Legislature to Litigants: "Can't Touch This!" – Virginia Supreme Court Recognizes Legislative Privilege

Virginia Supreme Court

Co-authors: Cullen D. Seltzer and Andrew R. McRoberts

The Virginia Supreme Court, interpreting the Virginia Constitution's speech and debate clauses, has recognized a legislative privilege from responding to a document subpoena substantially similar to that of the better-known federal privilege.  Edwards v. Resilind, decided by opinion of Justice Lemons without concurrence or dissent, arose in the context of a discovery dispute in a redistricting case where plaintiffs challenging redistricting sought production of documents from various legislators and from the General Assembly's Division of Legislative Services (DLS).  The Virginia Supreme Court, after setting out at length the correct definition of the privilege, remanded the case to the Circuit Court for application of the rule to contested documents.

Here are some of the opinion's essential points from our review:

  1. The legislative privilege applies only to actions undertaken in the "legislative sphere" which is law making but not politicking and not generally constituent outreach.
  2. The legislative privilege can be exercised by legislators and it is the legislators' privilege to waive.
  3. Ordinarily, a detailed privilege log need not be provided regarding the documents insulated from production or discovery based on the legislative privilege, but a summary of the basis for the invocation of the privilege should suffice.  (Note that Judge Payne, in applying the federal privilege, even as to Virginia General Assembly documents, has taken very much the opposite view.)
  4. Even non-legislators may invoke the legislative privilege if they are acting as a legislator's alter-ego, i.e., a person authorized or directed by a legislator to act on her behalf.  Legislators' staff, Division of Legislative Services staff, are likely such persons.  Policy consultants are likely such persons as they are more likely to be acting in the legislative sphere.  Political consultants, lobbyists, and constituents are less likely to be alter-egos but, on a case by case basis, they may be if they are acting in the legislative sphere and delegated to act as a legislator's alter-ego.  If a putative "alter-ego" is paid by the legislator or public body, that is a factor that cuts in favor of qualifying as an alter-ego; conversely being privately paid to act on behalf of an outside constituency suggests the person is not a legislator's alter-ego.  Mere employment circumstances, however, are not dispositive of the inquiry.  The inquiry is focused on whether the putative alter-ego is acting in the legislative sphere on behalf of the legislator.

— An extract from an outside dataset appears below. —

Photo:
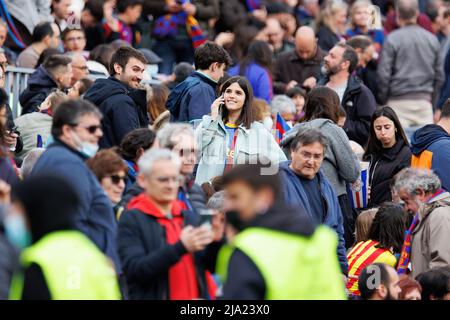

Justice Lemons's opinion is scholarly and focused on the history of the relevant Constitutional provisions.  It will bear considering whether the privilege attaches to legislators other than those in the General Assembly.  Much of the opinion's discussion of the origins of the privilege is grounded in a separation of powers rationale: the Executive and Judicial branches are obliged to be deferential to the Legislature's internal legislative deliberations as a matter of treating co-equal branches of government with appropriate respect.  This rationale appears to apply to legislators wherever they may be found at state or the local level, at which political subdivisions of the Commonwealth exercise authority granted to them by the state.  However, the language of the Constitutional provision at issue, however, appears to apply to members of the "General Assembly."  Therefore, as stated in footnote 1 of the opinion, it is unclear whether the legislative privilege described in this case would apply to materials generated by a Board of Supervisors or City Council.

 

In a case to apply the rationale of this opinion to a local governing body, the case of Nogiec may be instructive because that was a legislative immunity case. In that case, involving alleged defamation of a member of the Isle of Wight County Board of Supervisors, the Supreme Court described the nature of legislative action of a local governing body in applying the defense of legislative immunity.  The scope of legislative action and therefore the immunity was narrower than the supervisor had desired.  Va locality Law blog: http://valocalitylaw.com/#article/922

This new opinion will be worth reading carefully for local government attorneys faced with document requests of various kinds for legislative materials.  We note that this opinion does not address the Freedom of Information Act, but presumably a constitutional privilege would apply to requests under the Act as well as subpoenas in court.